Being a part of a more than a $1 billion network and having 28 offices across North America gives Merkle Health a head start right out of the gate. But it’s the agency’s ever-expanding list of services that have added to the bottom line in recent years, according to SVP, GM David Magrini.

Merkle Health added media planning and buying and data science capabilities to its lineup in 2018. It also unveiled M1 for Merkle Health, a health-based version of its existing people-based insights, planning, activation and measurement platform.

“We’ve leveraged the technology that already exists, but doubled down on how that can be used for insight, media executions and additional audience planning, both from a consumer and a HCP perspective,” Magrini explains. He describes it as a “health-specific version” of a platform that has already been extensively deployed outside the space, to great results.

These additions helped propel the agency, which is part of the Dentsu Aegis Network, past the $100 million milestone. It generated $110 million in health-related revenue during 2018, representing a 14% bump over last year’s sum of $96.2 million. Staff size grew from 368 at the end of 2017 to 400 at the end of 2018.

On the client front, Merkle Health added nine new assignments, which ran its total to 114 total (48 AOR relationships and 66 project-based). Magrini is particularly proud of the addition of Cancer Treatment Centers of America — which, he notes, was onboarded in fewer than six weeks. “It was a huge accomplishment, because we did it in a very efficient manner over a short period of time.
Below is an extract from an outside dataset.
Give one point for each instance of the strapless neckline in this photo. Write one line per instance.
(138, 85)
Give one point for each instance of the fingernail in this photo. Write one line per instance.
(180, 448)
That was fast and furious from an SEM perspective as well as from a national and regional TV point of view on the media side,” he adds.

Other recent additions to the Merkle Health roster included Takeda, Cedars Sinai, Hopkins All Children’s Hospital, Mercy for Animals, Cigna Dental, the National Alliance on Mental Illness, the Leukemia and Lymphoma Society and Reckitt Benckiser. Dignity Health and Delta Dental were the two client relationships that ended in 2018.

Along with the addition of account directors and the like, Merkle Health effected a trio of notable personnel changes during 2018. Peter Randazzo was promoted to global chief technology officer, while Kent Groves became VP, lead U.S. and global healthcare strategy practice. New hires included SVP, creative director, performance creative Frank Iqbal, who was previously chief creative officer at Rapp Worldwide.

Heading into the second half of 2019, Magrini says Merkle Health plans to continue with its focus on the benefits of personalization. Yet he stresses that the agency will keep a watchful eye on changes at Adobe, Salesforce, Oracle, Google and — of course — Amazon.

“What Amazon does going forward will represent a big, big change for all of the brands that we work with,” Magrini says. “We have to tee up on that and understand what’s going on, and provide the right thought leadership and guidance to our pharma clients and non-pharma clients in the space.”